Für den Einsatz ist ein neues Bundestagsmandat nötig. Nach Angaben von Regierungssprecher Ulrich Wilhelm soll das möglichst noch vor der Sommerpause unter Dach und Fach gebracht werden. Was können, was sollen, was dürfen die „Augen der Nato im Himmel“? Bundesverteidigungsminister Franz Josef Jung sieht die Entsendung von vier Maschinen mit 100 deutschen Soldaten vor allem unter Selbstschutzgesichtspunkten. Der zunehmende zivile Luftverkehr in Afghanistan mache mehr Überwachung notwendig. Die Bundeswehr bewältige die Hälfte des Lufttransports am Hindukusch und sei für die gesamte Luftaufklärung zuständig, von daher habe Deutschland „ein Interesse an zusätzlicher Flugsicherheit“. Skeptiker wie die Wehrexpertin der FDP, Birgit Homburger, drängen hingegen darauf, die Regierung müsse sicherstellen, dass die Maschinen nicht als Feuerleitstellen zum Dirigieren von Kampfhandlungen eingesetzt werden.

Die Bundeswehr tritt entsprechenden Befürchtungen entgegen, das Radar könne Kampfjets zu möglichen Angriffszielen leiten. Die mit einem großen pilzförmigen Radarteller ausgestatteten unbewaffneten Maschinen seien für die Bodenüberwachung nicht ausgelegt, könnten Ziele am Boden nicht erfassen und folglich Kampfjets oder Hubschraubern nicht zuweisen. Anders als Tornados leisteten sie keine optische Aufklärung, hätten keine Kameras an Bord und machten mithin keine Bilder von potenziellen Zielen, wie ein Sprecher des Awacs-Verbandes im nordrhein-westfälischen Geilenkirchen am Montag sagte.

Das Aufgabenspektrum von Awacs erstrecke sich vielmehr – vorbehaltlich der konkreten Ausgestaltung des Mandats durch den Bundestag – auf die „Erstellung eines Luftlagebildes, das heißt die Erfassung, Darstellung, Identifizierung aller im Luftraum befindlichen bemannten und unbemannten Luftfahrzeuge“. Quasi als Relaisstation in großer Höhe könnten die Maschinen als Kommunikationsknotenpunkt fungieren. Militärische Operationen aus der Luft wie Rettungsaktionen oder einen Luft-Boden-Einsatz könne Awacs nur begrenzt unterstützen – beispielsweise durch Kontrolle der Flugbewegungen oder als Navigationshilfe.

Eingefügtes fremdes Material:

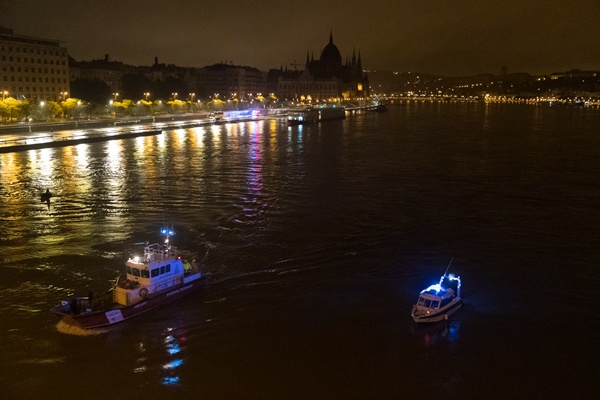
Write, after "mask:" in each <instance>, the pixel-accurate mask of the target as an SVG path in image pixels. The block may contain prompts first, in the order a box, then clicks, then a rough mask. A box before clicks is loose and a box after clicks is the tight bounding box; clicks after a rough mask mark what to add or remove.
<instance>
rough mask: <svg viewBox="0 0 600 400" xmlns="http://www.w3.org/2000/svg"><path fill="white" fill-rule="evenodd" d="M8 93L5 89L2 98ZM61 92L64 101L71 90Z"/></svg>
mask: <svg viewBox="0 0 600 400" xmlns="http://www.w3.org/2000/svg"><path fill="white" fill-rule="evenodd" d="M8 94H9V93H8V91H6V90H4V91H3V92H2V100H5V99H6V98H7V97H8ZM59 94H60V97H61V98H62V99H63V101H64V100H66V99H67V96H68V95H69V92H60V93H59ZM117 94H118V93H117Z"/></svg>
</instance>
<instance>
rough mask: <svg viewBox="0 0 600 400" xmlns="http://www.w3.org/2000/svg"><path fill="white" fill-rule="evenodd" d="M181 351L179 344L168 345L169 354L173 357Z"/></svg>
mask: <svg viewBox="0 0 600 400" xmlns="http://www.w3.org/2000/svg"><path fill="white" fill-rule="evenodd" d="M180 351H181V348H180V347H179V345H178V344H169V345H167V352H168V353H169V354H171V355H173V354H177V353H179V352H180Z"/></svg>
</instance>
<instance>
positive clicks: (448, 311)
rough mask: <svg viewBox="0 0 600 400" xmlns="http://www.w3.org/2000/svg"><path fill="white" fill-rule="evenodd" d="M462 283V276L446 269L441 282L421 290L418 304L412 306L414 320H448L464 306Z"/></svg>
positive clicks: (420, 322)
mask: <svg viewBox="0 0 600 400" xmlns="http://www.w3.org/2000/svg"><path fill="white" fill-rule="evenodd" d="M450 263H452V261H450ZM448 267H450V264H448ZM460 285H461V281H460V277H459V276H455V275H453V274H448V269H446V273H444V275H442V277H441V278H440V281H439V283H436V284H435V285H431V286H429V287H428V288H427V289H424V290H422V291H421V293H420V295H419V299H418V300H417V304H415V305H414V306H413V308H412V312H411V316H412V318H413V320H414V321H415V322H418V323H421V322H438V321H442V320H447V319H448V317H449V316H450V315H452V314H454V313H455V312H456V311H458V309H459V308H460V307H461V306H462V299H461V298H460Z"/></svg>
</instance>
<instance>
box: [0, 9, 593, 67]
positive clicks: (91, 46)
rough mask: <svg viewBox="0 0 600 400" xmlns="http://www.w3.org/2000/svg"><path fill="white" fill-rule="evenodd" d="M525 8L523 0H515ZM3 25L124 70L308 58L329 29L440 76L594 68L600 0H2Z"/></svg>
mask: <svg viewBox="0 0 600 400" xmlns="http://www.w3.org/2000/svg"><path fill="white" fill-rule="evenodd" d="M523 3H524V2H523ZM0 15H1V17H0V25H1V26H4V27H6V28H11V29H14V31H15V33H16V34H20V35H25V36H34V37H47V38H52V39H57V40H61V41H63V42H64V43H63V45H64V46H65V47H66V48H67V49H68V51H69V55H71V56H72V57H73V58H75V59H76V60H92V59H98V58H102V57H104V55H105V54H109V55H110V57H111V59H114V60H118V61H122V62H124V63H126V64H131V65H151V64H152V63H154V59H155V57H157V58H158V60H159V62H161V63H167V64H175V65H179V66H185V67H202V66H205V65H211V64H216V63H220V62H227V63H233V64H236V65H247V66H251V67H256V68H258V69H261V70H268V69H270V68H279V67H280V66H284V67H287V68H293V64H296V65H298V64H300V66H302V65H304V62H305V58H306V54H307V52H309V53H310V54H314V56H315V57H316V58H317V57H318V55H319V54H320V52H321V51H322V49H323V47H324V46H325V45H326V44H327V39H328V38H329V34H330V32H333V38H334V42H335V44H336V45H337V46H338V48H339V49H340V51H341V53H342V57H344V58H346V57H348V58H349V57H351V56H352V53H353V52H354V51H356V52H359V51H360V52H361V54H362V59H363V68H365V69H371V70H374V69H381V70H398V71H411V70H412V71H416V72H421V73H430V74H438V75H450V76H460V75H464V76H466V75H475V74H480V73H494V74H497V73H499V71H500V69H501V68H502V67H503V66H506V67H507V68H508V71H509V72H527V73H531V74H534V75H542V74H550V73H552V72H555V71H566V70H570V69H574V68H577V69H582V70H586V69H588V70H598V69H600V54H599V53H598V52H597V51H596V50H595V49H598V48H600V34H599V33H600V32H599V31H600V23H598V20H599V19H600V5H599V4H598V3H597V2H596V1H587V0H586V1H580V2H578V3H576V4H575V5H569V4H566V3H564V2H562V1H545V2H528V4H522V3H521V2H516V1H512V0H509V1H506V2H501V3H496V4H493V3H489V4H488V3H485V4H483V3H481V2H475V1H468V0H459V1H435V2H433V1H432V2H417V1H374V2H369V3H368V4H366V3H364V2H358V1H327V2H317V1H312V0H309V1H305V2H302V3H297V2H294V3H292V2H289V3H288V2H275V1H271V0H265V1H260V2H248V1H223V2H220V3H219V4H216V3H205V2H202V1H193V0H180V1H177V0H175V1H172V2H169V3H165V2H157V1H143V2H142V1H137V0H133V1H127V2H117V1H112V0H104V1H99V2H94V3H88V2H82V1H74V0H54V1H36V0H19V1H15V0H6V1H4V2H3V3H2V4H1V5H0Z"/></svg>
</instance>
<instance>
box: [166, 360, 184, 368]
mask: <svg viewBox="0 0 600 400" xmlns="http://www.w3.org/2000/svg"><path fill="white" fill-rule="evenodd" d="M181 364H183V360H173V361H171V362H170V363H166V364H165V365H163V369H173V368H177V367H179V366H180V365H181Z"/></svg>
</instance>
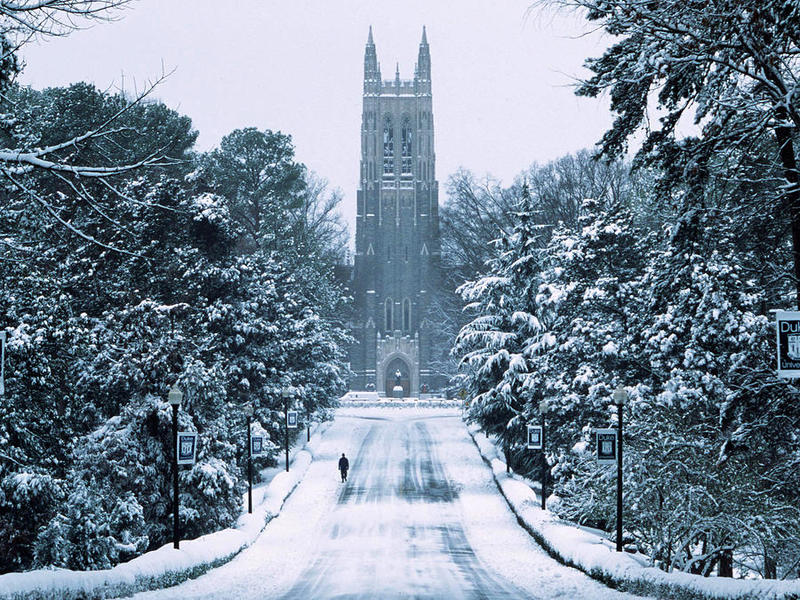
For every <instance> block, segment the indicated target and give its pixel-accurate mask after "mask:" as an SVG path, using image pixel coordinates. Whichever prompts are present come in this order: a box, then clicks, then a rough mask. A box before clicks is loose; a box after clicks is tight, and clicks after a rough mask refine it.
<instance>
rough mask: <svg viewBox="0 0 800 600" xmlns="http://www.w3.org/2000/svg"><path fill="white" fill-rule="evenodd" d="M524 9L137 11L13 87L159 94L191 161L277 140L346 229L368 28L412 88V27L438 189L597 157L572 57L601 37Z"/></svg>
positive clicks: (360, 8)
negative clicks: (424, 70)
mask: <svg viewBox="0 0 800 600" xmlns="http://www.w3.org/2000/svg"><path fill="white" fill-rule="evenodd" d="M530 4H531V0H457V1H455V0H453V1H444V0H436V1H432V0H402V1H399V0H398V1H389V0H383V1H381V0H372V1H368V0H282V1H278V0H237V1H235V2H233V1H229V2H222V1H220V0H168V1H166V0H138V1H136V2H133V3H132V4H131V5H130V7H129V8H128V9H127V10H125V11H124V12H122V13H121V14H120V17H121V18H120V19H119V20H117V21H115V22H112V23H103V24H98V25H94V26H92V27H90V28H88V29H85V30H82V31H77V32H74V33H72V34H70V35H69V36H67V37H64V38H58V39H49V40H46V41H44V42H41V43H38V44H29V45H28V46H26V47H25V48H24V52H23V56H24V58H25V60H26V63H27V64H26V67H25V71H24V73H23V75H22V78H21V80H22V82H23V83H26V84H30V85H32V86H34V87H37V88H41V87H46V86H52V85H66V84H68V83H71V82H74V81H90V82H93V83H94V84H96V85H97V86H98V87H100V88H102V89H106V88H110V89H114V88H119V87H121V86H123V85H124V87H125V89H126V90H128V91H133V89H134V87H135V86H138V87H139V88H141V87H142V85H144V83H145V82H146V81H147V80H149V79H153V78H156V77H157V76H158V75H159V74H160V73H161V71H162V64H163V65H164V68H165V69H166V70H168V71H171V70H173V69H174V73H172V75H170V77H169V78H168V79H167V81H165V82H164V83H163V84H161V85H160V86H159V88H158V89H157V90H156V96H157V97H158V98H160V99H161V100H162V101H164V102H165V103H166V104H167V105H168V106H170V107H171V108H174V109H176V110H178V111H179V112H181V113H183V114H186V115H188V116H189V117H191V118H192V120H193V122H194V126H195V128H196V129H198V130H199V132H200V138H199V141H198V146H199V149H201V150H206V149H210V148H213V147H214V146H216V145H217V144H218V143H219V140H220V139H221V138H222V137H223V136H224V135H225V134H227V133H229V132H230V131H232V130H233V129H236V128H239V127H247V126H255V127H258V128H260V129H272V130H280V131H282V132H283V133H288V134H290V135H291V136H292V138H293V139H294V144H295V148H296V152H297V157H298V159H299V160H300V161H302V162H304V163H305V164H306V165H307V166H308V167H309V168H310V169H312V170H314V171H316V172H317V173H319V174H320V175H322V176H323V177H325V178H327V179H328V180H329V182H330V185H331V186H332V187H338V188H340V189H341V190H342V192H343V194H344V204H343V207H342V212H343V214H344V215H345V217H346V219H347V221H348V223H350V224H351V233H352V223H353V222H354V220H355V192H356V189H357V186H358V161H359V153H360V148H359V143H360V140H359V129H360V120H361V93H362V79H363V57H364V44H365V43H366V39H367V31H368V28H369V26H370V25H372V27H373V33H374V38H375V45H376V48H377V52H378V60H379V62H380V63H381V70H382V74H383V77H384V79H391V78H394V71H395V64H396V63H397V62H399V63H400V76H401V78H403V79H411V78H412V77H413V72H414V63H415V61H416V57H417V51H418V48H419V42H420V38H421V34H422V26H423V25H426V26H427V33H428V41H429V43H430V49H431V62H432V80H433V104H434V127H435V137H436V161H437V163H436V164H437V178H438V180H439V182H440V186H441V188H442V191H441V193H440V198H439V202H440V203H444V201H445V193H444V188H445V183H446V181H447V178H448V176H449V175H450V174H451V173H453V172H454V171H455V170H456V169H458V168H459V167H464V168H467V169H470V170H472V171H474V172H476V173H478V174H485V173H491V174H492V175H494V176H496V177H498V178H500V179H502V180H503V181H504V182H506V183H510V182H511V180H512V179H513V177H514V176H515V175H517V174H518V173H519V172H520V171H521V170H523V169H524V168H525V167H526V166H528V165H529V164H530V163H532V162H534V161H538V162H544V161H547V160H550V159H554V158H557V157H559V156H561V155H564V154H566V153H569V152H574V151H576V150H579V149H581V148H586V147H590V146H592V145H593V144H594V143H595V142H596V141H597V140H599V139H600V136H601V135H602V133H603V131H604V130H605V128H606V127H607V126H608V124H609V123H610V117H609V116H608V112H607V100H602V99H601V100H594V99H586V98H577V97H575V96H574V94H573V89H572V85H573V83H574V79H575V77H578V76H585V75H586V73H587V72H586V71H585V70H583V68H582V64H583V60H584V59H585V58H586V57H588V56H597V55H599V54H601V53H602V50H603V48H604V47H605V45H606V44H607V42H608V40H607V39H603V38H601V37H599V36H598V35H596V34H591V35H582V34H583V33H584V32H585V31H586V28H587V25H586V24H585V23H584V21H583V20H582V19H581V18H580V17H579V16H578V15H558V14H554V13H553V12H549V13H542V11H540V10H534V11H529V6H530Z"/></svg>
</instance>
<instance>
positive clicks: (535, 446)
mask: <svg viewBox="0 0 800 600" xmlns="http://www.w3.org/2000/svg"><path fill="white" fill-rule="evenodd" d="M542 441H543V440H542V426H541V425H528V450H541V449H542V446H543V444H542Z"/></svg>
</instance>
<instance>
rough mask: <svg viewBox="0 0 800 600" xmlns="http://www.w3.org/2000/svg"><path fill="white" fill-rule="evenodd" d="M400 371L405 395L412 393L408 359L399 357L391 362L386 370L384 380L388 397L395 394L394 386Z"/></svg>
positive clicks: (410, 379)
mask: <svg viewBox="0 0 800 600" xmlns="http://www.w3.org/2000/svg"><path fill="white" fill-rule="evenodd" d="M398 372H399V373H400V377H399V380H400V385H402V386H403V397H404V398H407V397H408V396H410V395H411V369H409V367H408V363H406V361H404V360H403V359H402V358H399V357H398V358H395V359H394V360H392V361H390V362H389V364H388V365H387V366H386V371H385V372H384V376H383V380H384V381H385V382H386V397H387V398H391V397H392V396H394V386H395V385H397V381H398V376H397V374H398Z"/></svg>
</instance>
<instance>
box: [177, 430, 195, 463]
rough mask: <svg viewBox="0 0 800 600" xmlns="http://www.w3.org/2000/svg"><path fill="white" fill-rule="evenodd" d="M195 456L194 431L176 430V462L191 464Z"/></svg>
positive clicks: (193, 461)
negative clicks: (177, 441)
mask: <svg viewBox="0 0 800 600" xmlns="http://www.w3.org/2000/svg"><path fill="white" fill-rule="evenodd" d="M196 456H197V433H195V432H194V431H179V432H178V464H179V465H193V464H194V461H195V457H196Z"/></svg>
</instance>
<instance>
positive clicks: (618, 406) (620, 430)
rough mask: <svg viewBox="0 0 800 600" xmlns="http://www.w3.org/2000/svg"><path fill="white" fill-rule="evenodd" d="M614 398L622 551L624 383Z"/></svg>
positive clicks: (618, 534)
mask: <svg viewBox="0 0 800 600" xmlns="http://www.w3.org/2000/svg"><path fill="white" fill-rule="evenodd" d="M612 398H613V399H614V404H616V405H617V552H622V409H623V408H624V407H625V405H626V404H627V403H628V392H627V391H626V390H625V388H624V387H622V384H620V385H618V386H617V389H616V390H614V394H613V396H612Z"/></svg>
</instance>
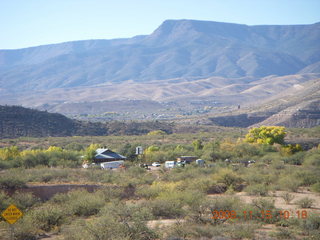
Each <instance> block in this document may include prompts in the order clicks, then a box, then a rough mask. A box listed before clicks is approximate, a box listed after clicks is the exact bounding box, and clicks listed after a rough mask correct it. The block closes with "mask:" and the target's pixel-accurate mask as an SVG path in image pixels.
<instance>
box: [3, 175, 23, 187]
mask: <svg viewBox="0 0 320 240" xmlns="http://www.w3.org/2000/svg"><path fill="white" fill-rule="evenodd" d="M25 186H26V179H24V177H23V176H20V175H11V174H5V175H2V176H0V189H19V188H23V187H25Z"/></svg>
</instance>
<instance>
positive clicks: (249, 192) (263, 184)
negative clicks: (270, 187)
mask: <svg viewBox="0 0 320 240" xmlns="http://www.w3.org/2000/svg"><path fill="white" fill-rule="evenodd" d="M245 191H246V192H247V193H248V194H249V195H254V196H267V195H268V191H269V189H268V186H266V185H265V184H253V185H249V186H247V187H246V188H245Z"/></svg>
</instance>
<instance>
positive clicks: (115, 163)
mask: <svg viewBox="0 0 320 240" xmlns="http://www.w3.org/2000/svg"><path fill="white" fill-rule="evenodd" d="M123 164H124V161H122V160H121V161H112V162H103V163H100V166H101V169H114V168H119V167H120V166H121V165H123Z"/></svg>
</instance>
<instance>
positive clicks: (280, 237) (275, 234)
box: [272, 228, 293, 239]
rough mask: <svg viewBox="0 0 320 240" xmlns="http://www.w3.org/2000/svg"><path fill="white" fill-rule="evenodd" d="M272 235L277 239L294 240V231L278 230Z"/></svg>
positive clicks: (288, 230) (289, 230)
mask: <svg viewBox="0 0 320 240" xmlns="http://www.w3.org/2000/svg"><path fill="white" fill-rule="evenodd" d="M272 235H273V236H274V237H276V238H277V239H293V233H292V231H291V230H290V229H287V228H278V230H277V231H276V232H274V233H273V234H272Z"/></svg>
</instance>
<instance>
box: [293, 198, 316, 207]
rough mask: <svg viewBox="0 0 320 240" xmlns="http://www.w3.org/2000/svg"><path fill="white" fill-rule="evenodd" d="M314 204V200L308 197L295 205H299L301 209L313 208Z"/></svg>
mask: <svg viewBox="0 0 320 240" xmlns="http://www.w3.org/2000/svg"><path fill="white" fill-rule="evenodd" d="M313 203H314V200H313V199H311V198H308V197H304V198H301V199H300V200H298V201H296V202H295V204H298V205H299V206H300V207H301V208H311V207H312V205H313Z"/></svg>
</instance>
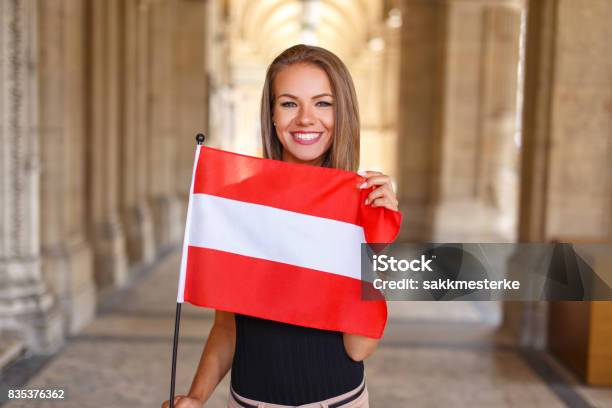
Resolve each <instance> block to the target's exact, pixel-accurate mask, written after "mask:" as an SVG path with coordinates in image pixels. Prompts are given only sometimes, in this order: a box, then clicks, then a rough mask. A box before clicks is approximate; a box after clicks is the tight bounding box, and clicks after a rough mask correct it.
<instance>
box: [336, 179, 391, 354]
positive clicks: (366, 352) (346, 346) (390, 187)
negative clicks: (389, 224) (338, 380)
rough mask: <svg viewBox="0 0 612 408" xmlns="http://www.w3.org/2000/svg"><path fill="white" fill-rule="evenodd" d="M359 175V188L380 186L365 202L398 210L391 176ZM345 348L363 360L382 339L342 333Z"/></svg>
mask: <svg viewBox="0 0 612 408" xmlns="http://www.w3.org/2000/svg"><path fill="white" fill-rule="evenodd" d="M359 175H361V176H362V177H364V178H365V181H364V183H363V184H362V185H360V186H359V188H370V187H372V186H379V187H377V188H376V189H375V190H374V191H372V192H371V193H370V194H368V197H367V199H366V202H365V204H366V205H371V206H372V207H385V208H388V209H389V210H392V211H397V209H398V202H397V197H396V195H395V192H394V191H393V187H392V186H391V178H390V177H389V176H387V175H384V174H382V173H380V172H378V171H363V172H359ZM342 341H343V343H344V349H345V350H346V353H347V354H348V355H349V357H350V358H351V359H353V360H355V361H361V360H365V359H366V358H368V357H369V356H370V355H372V353H374V350H376V346H377V345H378V342H379V341H380V339H373V338H371V337H365V336H360V335H357V334H349V333H343V334H342Z"/></svg>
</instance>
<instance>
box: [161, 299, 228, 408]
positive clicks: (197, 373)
mask: <svg viewBox="0 0 612 408" xmlns="http://www.w3.org/2000/svg"><path fill="white" fill-rule="evenodd" d="M235 345H236V323H235V321H234V314H233V313H230V312H223V311H220V310H217V311H215V321H214V323H213V327H212V328H211V329H210V333H209V335H208V339H207V340H206V345H205V346H204V351H203V352H202V357H200V363H199V364H198V368H197V370H196V373H195V376H194V378H193V382H192V383H191V388H190V389H189V393H188V395H187V396H182V395H179V396H176V397H175V407H177V408H183V407H185V408H191V407H202V406H203V404H204V403H205V402H206V401H207V400H208V398H210V396H211V394H212V393H213V391H214V390H215V387H216V386H217V384H219V382H221V380H222V379H223V377H225V375H226V374H227V372H228V371H229V369H230V368H231V367H232V361H233V359H234V347H235ZM168 406H169V402H168V401H165V402H164V403H163V404H162V408H166V407H168Z"/></svg>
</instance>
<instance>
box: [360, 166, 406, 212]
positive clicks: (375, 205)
mask: <svg viewBox="0 0 612 408" xmlns="http://www.w3.org/2000/svg"><path fill="white" fill-rule="evenodd" d="M357 174H359V175H360V176H362V177H364V178H365V179H366V180H365V181H364V182H363V184H361V185H360V186H359V188H361V189H364V188H370V187H372V186H380V187H378V188H376V189H374V190H373V191H372V192H370V194H368V197H367V198H366V201H365V204H366V205H371V206H372V207H385V208H388V209H390V210H392V211H397V208H398V207H397V206H398V201H397V197H396V196H395V192H394V191H393V187H392V186H391V177H389V176H387V175H385V174H383V173H381V172H379V171H360V172H358V173H357Z"/></svg>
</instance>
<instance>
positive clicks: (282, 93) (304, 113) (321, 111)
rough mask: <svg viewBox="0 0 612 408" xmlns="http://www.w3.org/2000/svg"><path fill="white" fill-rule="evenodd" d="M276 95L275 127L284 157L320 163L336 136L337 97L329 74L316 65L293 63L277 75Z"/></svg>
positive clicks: (296, 159) (274, 117)
mask: <svg viewBox="0 0 612 408" xmlns="http://www.w3.org/2000/svg"><path fill="white" fill-rule="evenodd" d="M289 91H291V92H292V93H289ZM274 95H278V96H277V97H275V98H274V99H275V100H274V111H273V112H274V113H273V119H274V127H275V130H276V134H277V135H278V138H279V140H280V142H281V144H282V146H283V160H284V161H288V162H293V163H307V164H313V165H320V164H321V163H318V162H317V161H318V160H320V158H322V157H323V153H325V152H326V151H327V150H328V149H329V146H330V145H331V143H332V140H333V136H334V111H333V103H334V102H333V101H334V97H333V95H332V91H331V85H330V84H329V79H327V74H325V71H323V70H322V69H321V68H318V67H317V66H315V65H310V64H295V65H291V66H289V67H287V68H285V69H284V70H282V71H281V72H280V73H279V74H278V76H277V77H276V80H275V81H274Z"/></svg>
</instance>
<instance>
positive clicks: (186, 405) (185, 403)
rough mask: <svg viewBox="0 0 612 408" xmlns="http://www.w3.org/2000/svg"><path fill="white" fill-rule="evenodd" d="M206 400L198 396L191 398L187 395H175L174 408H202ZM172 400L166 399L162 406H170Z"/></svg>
mask: <svg viewBox="0 0 612 408" xmlns="http://www.w3.org/2000/svg"><path fill="white" fill-rule="evenodd" d="M203 406H204V402H203V401H200V400H199V399H197V398H191V397H188V396H186V395H177V396H175V397H174V408H202V407H203ZM169 407H170V400H166V401H164V403H163V404H162V408H169Z"/></svg>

Die übliche Einsatzhöhe der Maschinen liegt bei rund 10 000 Metern, von wo aus sie einen Umkreis von bis zu 400 Kilometern überwachen können. Sie sind 800 Stundenkilometer schnell und können sich zehn Stunden ohne Betankung in der Luft aufhalten. Bei den Flugzeugen handelt es sich um mit Aufklärungstechnologie ausgestattete Versionen der Boeing E-3A. Sie gehören zu den wenigen Militärgeräten, die direkt im Besitz der Atlantischen Allianz sind.